And, of course, none of this escapes Tom; always the gentleman, even in the worst of times, looked at Johnny who was practically bouncing in his seat, squatted down to eye level with Johnny, maintaining a distance to give him some space.

“Would you like to see the cows, Johnny?” Tom offered a close lipped, yet genuine smile, and Johnny nodded so hard at the proposition that his entire body shook with the force of it. It was enough for even Jordan to let out a breathless, long laugh..

“Hell, I’d like to see the cows,” Clay admitted to them all, which sent them all, especially himself and Tom, into a round of fresh laughter, “I’m a born and raised city boy. Only time I’ve ever seen a cow in front of me was when it was on a plate and well done.”

“Well, then,” Tom stood without another word; shooting up from his knees, was enough to make the “old man” wobble a bit unsteadily, and to no one’s surprise Clay’s there, righting Tom with a hand over the man’s lower back.

“Oof! Don’t mind me, there. Let’s go; you all came at a great time. The cows are grazing at the moment, though we have to put them back in the pen when night comes.” They trailed in one straight line through the kitchen, straight to the backdoor; first Jordan, then Johnny, Clay and Tom bringing up the rear, and right outside their back porch lay another green field, but this one was spotted with brown cows. Brown cows, some with white spots. 

Johnny nearly tripped over himself getting down the porch steps, and went to the closest animal, arm outstretched and ready to pet, until something made him think better of it. He turned to Tom and his father, still standing on the porch and watching this almost picturesque scene.

“ _Why is it brown?_ " He asked, dropping all subtlety and simply transmitting the question to their brains directly; apparently, it was a wide range signal, and neither Tom nor Jordan had experienced anything like it since the phoners. Jordan’s hands went straight to his ears, an immediate reflexive response, and Tom shivered to himself, throwing an unreadable look at Clay. Clay readied himself to provide a less than satisfactory answer, but Tom beat him to it, having recovered quickly. 
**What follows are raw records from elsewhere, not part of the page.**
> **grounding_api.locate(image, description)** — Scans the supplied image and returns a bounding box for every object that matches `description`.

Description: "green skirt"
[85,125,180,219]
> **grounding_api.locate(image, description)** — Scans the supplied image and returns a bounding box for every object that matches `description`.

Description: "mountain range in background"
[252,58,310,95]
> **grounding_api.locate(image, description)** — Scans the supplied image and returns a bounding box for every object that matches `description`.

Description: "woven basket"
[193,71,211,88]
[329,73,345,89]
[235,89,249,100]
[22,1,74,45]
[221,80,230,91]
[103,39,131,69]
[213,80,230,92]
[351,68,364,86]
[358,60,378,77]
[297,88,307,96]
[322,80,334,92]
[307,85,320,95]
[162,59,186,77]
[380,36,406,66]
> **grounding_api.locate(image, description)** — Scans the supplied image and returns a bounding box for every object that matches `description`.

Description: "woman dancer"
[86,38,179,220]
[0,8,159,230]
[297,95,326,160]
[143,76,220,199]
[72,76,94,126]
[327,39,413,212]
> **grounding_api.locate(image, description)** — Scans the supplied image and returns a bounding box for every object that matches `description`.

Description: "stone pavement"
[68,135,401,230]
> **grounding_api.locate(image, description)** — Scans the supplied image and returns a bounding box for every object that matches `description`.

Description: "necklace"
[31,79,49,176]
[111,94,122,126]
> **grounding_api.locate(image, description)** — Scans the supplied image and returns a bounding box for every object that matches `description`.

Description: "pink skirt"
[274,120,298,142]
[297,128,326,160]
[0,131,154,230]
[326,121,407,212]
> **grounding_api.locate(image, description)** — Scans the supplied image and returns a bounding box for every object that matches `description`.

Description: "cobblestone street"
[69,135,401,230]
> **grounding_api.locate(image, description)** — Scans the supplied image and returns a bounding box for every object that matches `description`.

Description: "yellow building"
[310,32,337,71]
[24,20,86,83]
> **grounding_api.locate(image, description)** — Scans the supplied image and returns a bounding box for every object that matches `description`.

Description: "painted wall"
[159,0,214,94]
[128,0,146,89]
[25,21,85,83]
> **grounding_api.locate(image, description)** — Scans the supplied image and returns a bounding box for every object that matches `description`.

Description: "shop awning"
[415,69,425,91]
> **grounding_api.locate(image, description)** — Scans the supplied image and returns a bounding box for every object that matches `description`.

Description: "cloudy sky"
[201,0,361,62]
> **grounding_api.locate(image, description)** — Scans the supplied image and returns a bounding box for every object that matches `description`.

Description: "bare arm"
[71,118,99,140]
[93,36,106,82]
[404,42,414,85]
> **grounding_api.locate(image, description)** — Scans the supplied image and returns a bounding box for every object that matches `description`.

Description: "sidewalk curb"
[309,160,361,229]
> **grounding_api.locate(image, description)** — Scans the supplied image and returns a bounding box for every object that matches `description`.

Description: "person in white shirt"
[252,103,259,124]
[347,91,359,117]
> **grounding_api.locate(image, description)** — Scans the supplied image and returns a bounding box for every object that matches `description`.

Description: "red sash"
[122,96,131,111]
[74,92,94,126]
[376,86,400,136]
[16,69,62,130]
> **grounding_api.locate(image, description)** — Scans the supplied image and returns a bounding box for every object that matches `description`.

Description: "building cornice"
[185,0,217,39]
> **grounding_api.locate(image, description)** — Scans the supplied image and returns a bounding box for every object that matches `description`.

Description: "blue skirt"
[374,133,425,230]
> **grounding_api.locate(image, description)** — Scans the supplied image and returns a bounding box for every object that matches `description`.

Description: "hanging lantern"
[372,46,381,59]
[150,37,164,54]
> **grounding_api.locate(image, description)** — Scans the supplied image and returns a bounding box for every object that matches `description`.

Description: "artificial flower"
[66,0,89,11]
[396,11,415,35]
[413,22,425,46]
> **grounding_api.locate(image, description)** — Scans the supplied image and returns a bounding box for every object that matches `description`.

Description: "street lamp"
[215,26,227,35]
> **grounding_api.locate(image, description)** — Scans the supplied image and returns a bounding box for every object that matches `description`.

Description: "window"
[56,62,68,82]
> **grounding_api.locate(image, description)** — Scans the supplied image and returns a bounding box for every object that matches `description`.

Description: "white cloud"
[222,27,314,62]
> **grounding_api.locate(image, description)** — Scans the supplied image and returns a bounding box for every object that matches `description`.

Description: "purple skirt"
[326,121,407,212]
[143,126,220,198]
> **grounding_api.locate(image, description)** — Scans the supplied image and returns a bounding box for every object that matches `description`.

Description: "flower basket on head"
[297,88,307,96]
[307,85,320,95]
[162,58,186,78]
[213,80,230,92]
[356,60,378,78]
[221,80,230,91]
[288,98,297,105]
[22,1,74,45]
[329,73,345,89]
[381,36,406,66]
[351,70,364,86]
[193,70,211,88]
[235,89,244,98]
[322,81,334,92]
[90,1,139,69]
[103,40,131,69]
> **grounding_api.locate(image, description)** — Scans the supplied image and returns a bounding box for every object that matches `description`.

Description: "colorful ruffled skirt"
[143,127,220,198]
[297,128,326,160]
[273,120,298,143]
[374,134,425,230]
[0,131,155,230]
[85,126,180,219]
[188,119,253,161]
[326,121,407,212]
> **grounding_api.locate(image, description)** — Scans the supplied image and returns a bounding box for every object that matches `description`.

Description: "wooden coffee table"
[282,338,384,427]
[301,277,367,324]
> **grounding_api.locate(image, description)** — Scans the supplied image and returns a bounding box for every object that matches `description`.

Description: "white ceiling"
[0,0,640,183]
“They’re, uh...what are they called again, Jordan?” Jordan was a little preoccupied, pinning down Johnny with a squint in his dark brown eyes, untrusting, “Gooernsey? Guernsey cows. There’s a lot of different kinds of dairy cows, Johnny, and I suppose that the man that lived here before us wanted chocolate milk.” 

Johnny smiled at the lame joke, and Clay smiled at Tom for telling the lame joke; they made eye contact, and Clay mouthed ‘I’ll explain later’, and in response he got a very subtle, very slight nod of the head. Jordan, at some point, had taken a couple steps away from Johnny, and immediately went to hide himself behind Tom as he and Clay climbed down the steps to the porch, joining Johnny who was still keeping his own distance from the enormous animal. The cow seemed indifferent to the trials and tribulations of humans; it’s tail flicking away fat, black flies, it grazed on a grass patch. 

Johnny took one step closer, but the animal raised its head slightly, and he immediately fell back. 

“It’s alright,” Tom, very, very gently, pushed him forward, one hand over Johnny’s shoulder, and his other touching the cow on its side, against a wide patch of white, “these cows are very nice, so long as you treat them nicely.”

Johnny, wide eyed and excited, nodded up at Tom, taking his word as gospel as he followed the man’s advice and gently stroked the cow on its hind legs, the same way Clay had taught him how to be gentle with the family dog he and Sharon bought as newlyweds, Coco.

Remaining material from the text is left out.